Re: [PATCH NET-NEXT] ipv6: skb_expand_head() adjust skb->truesize incorrectly

From: Vasily Averin
Date: Sat Aug 28 2021 - 04:01:32 EST


On 8/27/21 7:47 PM, Eric Dumazet wrote:
>
>
> On 8/27/21 8:23 AM, Vasily Averin wrote:
>
>> I asked Alexey Kuznetsov to look at this problem. Below is his answer:
>> "I think the current scheme is obsolete. It was created
>> when we had only two kinds of skb accounting (rmem & wmem)
>> and with more kinds of accounting it just does not work.
>> Even there we had ignored problems with adjusting accounting.
>>
>> Logically the best solution would be replacing ->destructor,
>> set_owner* etc with skb_ops. Something like:
>>
>> struct skb_ops
>> {
>> void init(struct sk_buff * skb, struct skb_ops * ops, struct
>> sock * owner);
>> void fini(struct sk_buff * skb);
>> void update(struct sk_buff * skb, int adjust);
>> void inherit(struct sk_buff * skb2, struct sk_buff * skb);
>> };
>>
>> init - is replacement for skb_set_owner_r|w
>> fini - is replacement for skb_orphan
>> update - is new operation to be used in places where skb->truesize changes,
>> instead of awful constructions like:
>>
>> if (!skb->sk || skb->destructor == sock_edemux)
>> skb->truesize += size - osize;
>>
>> Now it will look like:
>>
>> if (skb->ops)
>> skb->ops->update(skb, size - osize);
>>
>> inherit - is replacement for also awful constructs like:
>>
>> if (skb->sk)
>> skb_set_owner_w(skb2, skb->sk);
>>
>> Now it will be:
>>
>> if (skb->ops)
>> skb->ops->inherit(skb2, skb);
>>
>> The implementation looks mostly obvious.
>> Some troubles can be only with new functionality:
>> update of accounting was never done before.
>>
>>
>> More efficient, functionally equivalent, but uglier and less flexible
>> alternative would be removal of ->destructor, replaced with
>> a small numeric indicator of ownership:
>>
>> enum
>> {
>> SKB_OWNER_NONE, /* aka destructor == NULL */
>> SKB_OWNER_WMEM, /* aka destructor == sk_wfree */
>> SKB_OWNER_RMEM, /* aka destructor == sk_rfree */
>> SKB_OWNER_SK, /* aka destructor == sk_edemux */
>> SKB_OWNER_TCP, /* aka destructor == tcp_wfree */
>> }
>>
>> And the same init,fini,inherit,update become functions
>> w/o any inidirect calls. Not sure it is really more efficient though."
>>
>
> Well, this does not look as stable material, and would add a bunch
> of indirect calls which are quite expensive these days (CONFIG_RETPOLINE=y)
>
> I suggest we work on a fix, using existing infra, then eventually later
> try to refactor if this is really bringing improvements.
>
> A fix could simply be a revert of 0c9f227bee119 ("ipv6: use skb_expand_head in ip6_xmit")
> since only IPv6 has the problem (because of arbitrary headers size)

I think it is not enough.

Root of the problem is that skb_expand_head() works incorrectly with non-shared skb.
In this case it do not call skb_clone before pskb_expand_head() execution,
and as result pskb_expand_head() and does not adjust skb->truesize.

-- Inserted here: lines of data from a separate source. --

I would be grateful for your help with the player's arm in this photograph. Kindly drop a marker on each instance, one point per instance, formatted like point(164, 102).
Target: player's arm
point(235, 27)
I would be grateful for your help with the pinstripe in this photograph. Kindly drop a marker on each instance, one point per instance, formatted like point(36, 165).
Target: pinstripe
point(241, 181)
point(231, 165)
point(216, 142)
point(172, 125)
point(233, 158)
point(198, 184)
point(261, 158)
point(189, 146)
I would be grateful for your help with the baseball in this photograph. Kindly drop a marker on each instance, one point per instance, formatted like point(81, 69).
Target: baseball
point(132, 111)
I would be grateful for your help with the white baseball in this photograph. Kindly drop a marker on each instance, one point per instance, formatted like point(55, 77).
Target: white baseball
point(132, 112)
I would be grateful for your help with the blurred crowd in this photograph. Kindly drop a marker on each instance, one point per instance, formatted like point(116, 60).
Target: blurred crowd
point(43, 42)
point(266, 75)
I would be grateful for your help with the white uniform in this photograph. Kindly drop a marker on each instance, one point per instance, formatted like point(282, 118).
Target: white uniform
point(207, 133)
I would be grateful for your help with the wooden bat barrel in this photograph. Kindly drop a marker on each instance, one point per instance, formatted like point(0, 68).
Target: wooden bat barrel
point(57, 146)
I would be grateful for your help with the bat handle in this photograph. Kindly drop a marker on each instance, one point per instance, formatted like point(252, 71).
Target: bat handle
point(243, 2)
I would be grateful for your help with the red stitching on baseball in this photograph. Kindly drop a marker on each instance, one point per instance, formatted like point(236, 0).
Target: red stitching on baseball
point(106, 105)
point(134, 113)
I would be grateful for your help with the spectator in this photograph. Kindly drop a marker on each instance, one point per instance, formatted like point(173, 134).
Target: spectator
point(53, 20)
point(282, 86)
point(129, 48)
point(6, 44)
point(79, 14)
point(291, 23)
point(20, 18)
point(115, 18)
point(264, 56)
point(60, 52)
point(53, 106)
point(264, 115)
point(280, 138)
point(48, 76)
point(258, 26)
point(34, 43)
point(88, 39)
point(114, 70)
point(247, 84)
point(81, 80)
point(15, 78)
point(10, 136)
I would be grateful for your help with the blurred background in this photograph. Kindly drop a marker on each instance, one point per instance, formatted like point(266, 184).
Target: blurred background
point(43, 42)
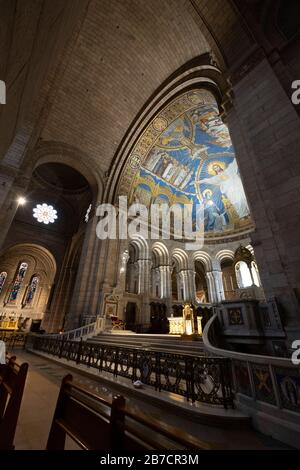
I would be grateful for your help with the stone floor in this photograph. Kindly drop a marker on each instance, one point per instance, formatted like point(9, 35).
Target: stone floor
point(40, 395)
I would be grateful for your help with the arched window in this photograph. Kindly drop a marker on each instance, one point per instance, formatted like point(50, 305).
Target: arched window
point(3, 277)
point(243, 275)
point(32, 288)
point(17, 283)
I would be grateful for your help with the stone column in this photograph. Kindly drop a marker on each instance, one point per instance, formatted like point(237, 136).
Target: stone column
point(265, 130)
point(215, 286)
point(144, 276)
point(84, 289)
point(187, 280)
point(10, 189)
point(144, 289)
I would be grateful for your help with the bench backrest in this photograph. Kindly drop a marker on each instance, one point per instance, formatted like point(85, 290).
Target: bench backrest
point(95, 423)
point(12, 382)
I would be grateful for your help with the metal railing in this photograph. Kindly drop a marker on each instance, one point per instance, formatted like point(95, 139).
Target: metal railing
point(13, 339)
point(79, 333)
point(267, 380)
point(203, 379)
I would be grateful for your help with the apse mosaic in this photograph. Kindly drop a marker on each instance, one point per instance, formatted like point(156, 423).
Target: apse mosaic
point(185, 156)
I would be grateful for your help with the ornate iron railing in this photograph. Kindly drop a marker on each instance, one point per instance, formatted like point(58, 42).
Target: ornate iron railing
point(204, 379)
point(267, 380)
point(13, 339)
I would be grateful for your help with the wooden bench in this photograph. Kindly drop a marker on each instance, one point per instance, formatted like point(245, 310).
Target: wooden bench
point(95, 423)
point(12, 382)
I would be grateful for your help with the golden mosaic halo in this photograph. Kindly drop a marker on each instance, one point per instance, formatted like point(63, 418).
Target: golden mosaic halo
point(207, 191)
point(210, 169)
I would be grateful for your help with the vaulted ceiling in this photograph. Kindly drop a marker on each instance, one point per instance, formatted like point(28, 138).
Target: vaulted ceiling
point(124, 51)
point(79, 71)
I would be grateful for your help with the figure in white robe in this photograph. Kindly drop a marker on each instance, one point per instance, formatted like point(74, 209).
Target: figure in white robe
point(230, 184)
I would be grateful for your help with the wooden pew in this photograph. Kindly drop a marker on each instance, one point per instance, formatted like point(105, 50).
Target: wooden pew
point(12, 382)
point(97, 424)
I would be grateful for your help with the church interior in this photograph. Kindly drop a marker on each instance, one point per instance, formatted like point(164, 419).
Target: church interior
point(165, 338)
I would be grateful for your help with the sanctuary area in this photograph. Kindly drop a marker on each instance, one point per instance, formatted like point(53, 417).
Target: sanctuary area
point(149, 215)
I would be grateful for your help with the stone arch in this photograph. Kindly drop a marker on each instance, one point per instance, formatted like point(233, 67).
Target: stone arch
point(161, 254)
point(201, 72)
point(225, 255)
point(41, 263)
point(141, 246)
point(181, 259)
point(58, 152)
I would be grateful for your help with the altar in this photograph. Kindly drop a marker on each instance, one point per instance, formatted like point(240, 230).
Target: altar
point(8, 325)
point(185, 325)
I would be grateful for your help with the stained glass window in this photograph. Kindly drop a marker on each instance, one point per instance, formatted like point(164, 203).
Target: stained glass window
point(45, 214)
point(18, 282)
point(3, 277)
point(31, 290)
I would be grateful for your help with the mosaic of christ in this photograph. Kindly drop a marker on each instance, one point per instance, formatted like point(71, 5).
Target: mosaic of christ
point(193, 161)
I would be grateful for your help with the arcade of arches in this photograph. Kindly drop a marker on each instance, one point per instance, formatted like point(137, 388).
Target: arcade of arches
point(198, 113)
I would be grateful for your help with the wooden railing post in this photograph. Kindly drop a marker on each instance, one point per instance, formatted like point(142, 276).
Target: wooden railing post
point(79, 350)
point(61, 347)
point(117, 422)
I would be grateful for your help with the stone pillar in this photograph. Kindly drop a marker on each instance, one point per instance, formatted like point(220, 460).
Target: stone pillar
point(144, 276)
point(165, 281)
point(215, 286)
point(187, 280)
point(84, 290)
point(265, 130)
point(10, 189)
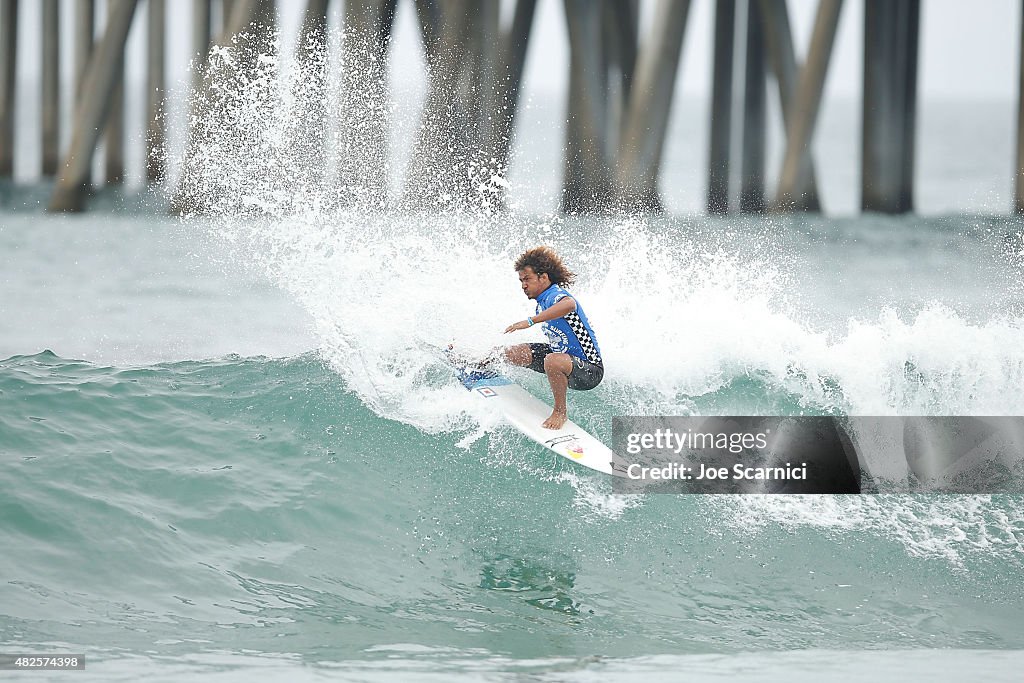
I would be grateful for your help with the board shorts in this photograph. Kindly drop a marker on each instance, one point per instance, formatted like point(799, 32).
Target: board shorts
point(585, 375)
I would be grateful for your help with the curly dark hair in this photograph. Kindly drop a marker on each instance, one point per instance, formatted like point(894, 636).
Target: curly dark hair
point(544, 259)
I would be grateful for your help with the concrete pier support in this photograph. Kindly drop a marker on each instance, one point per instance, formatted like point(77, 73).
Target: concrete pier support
point(891, 29)
point(8, 76)
point(587, 182)
point(1019, 178)
point(156, 155)
point(752, 183)
point(778, 40)
point(721, 108)
point(807, 101)
point(94, 107)
point(50, 128)
point(649, 103)
point(114, 142)
point(85, 13)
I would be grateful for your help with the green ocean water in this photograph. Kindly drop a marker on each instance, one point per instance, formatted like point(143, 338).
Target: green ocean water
point(233, 466)
point(250, 515)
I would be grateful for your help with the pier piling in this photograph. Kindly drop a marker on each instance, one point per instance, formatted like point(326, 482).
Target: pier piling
point(890, 104)
point(721, 108)
point(8, 78)
point(649, 104)
point(752, 187)
point(50, 101)
point(93, 108)
point(807, 101)
point(156, 158)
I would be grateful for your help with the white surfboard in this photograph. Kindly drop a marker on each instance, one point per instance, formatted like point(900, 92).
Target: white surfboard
point(526, 413)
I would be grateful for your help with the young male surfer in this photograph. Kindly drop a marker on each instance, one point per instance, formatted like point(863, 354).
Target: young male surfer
point(571, 356)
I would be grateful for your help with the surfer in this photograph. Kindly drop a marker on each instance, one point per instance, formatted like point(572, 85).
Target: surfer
point(571, 357)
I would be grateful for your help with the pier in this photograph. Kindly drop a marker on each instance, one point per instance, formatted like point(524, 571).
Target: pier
point(621, 95)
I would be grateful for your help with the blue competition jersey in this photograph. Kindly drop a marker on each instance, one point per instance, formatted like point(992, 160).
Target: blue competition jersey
point(571, 334)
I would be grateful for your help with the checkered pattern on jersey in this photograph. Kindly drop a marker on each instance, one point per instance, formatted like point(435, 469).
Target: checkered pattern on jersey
point(586, 341)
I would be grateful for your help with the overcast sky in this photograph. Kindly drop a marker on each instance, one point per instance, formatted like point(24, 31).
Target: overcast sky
point(968, 49)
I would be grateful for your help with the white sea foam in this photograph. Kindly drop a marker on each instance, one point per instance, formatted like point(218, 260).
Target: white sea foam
point(680, 314)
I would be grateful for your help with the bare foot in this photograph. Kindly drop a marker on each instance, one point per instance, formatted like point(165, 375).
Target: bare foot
point(556, 421)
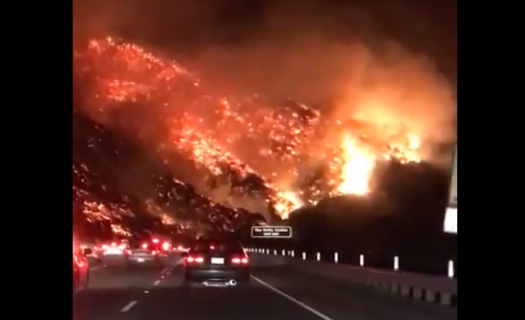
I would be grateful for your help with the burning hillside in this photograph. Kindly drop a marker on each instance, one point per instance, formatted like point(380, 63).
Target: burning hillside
point(240, 151)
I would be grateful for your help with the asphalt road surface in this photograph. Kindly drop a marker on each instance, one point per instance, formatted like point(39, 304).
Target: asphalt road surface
point(276, 293)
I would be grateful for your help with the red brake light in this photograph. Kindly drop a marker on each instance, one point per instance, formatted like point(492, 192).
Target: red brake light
point(191, 259)
point(78, 261)
point(240, 260)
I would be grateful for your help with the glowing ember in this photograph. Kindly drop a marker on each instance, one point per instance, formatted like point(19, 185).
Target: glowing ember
point(234, 137)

I think non-shared skb is more frequent case,
so all skb_expand_head() are affected.

Therefore we need to revert all my patch set in net-next:
f1260ff skbuff: introduce skb_expand_head()
e415ed3 ipv6: use skb_expand_head in ip6_finish_output2
0c9f227 ipv6: use skb_expand_head in ip6_xmit
5678a59 ipv4: use skb_expand_head in ip_finish_output2
14ee70c vrf: use skb_expand_head in vrf_finish_output
53744a4 ax25: use skb_expand_head
a1e975e bpf: use skb_expand_head in bpf_out_neigh_v4/6
07e1d6b Merge branch 'skb_expand_head'
with fixup
06669e6 vrf: fix NULL dereference in vrf_finish_output()

And then rework ip6_finish_output2() in upstream,
to call skb_realloc_headroom() like it was done in first patch version:
https://lkml.org/lkml/2021/7/7/469.

Thank you,
Vasily Averin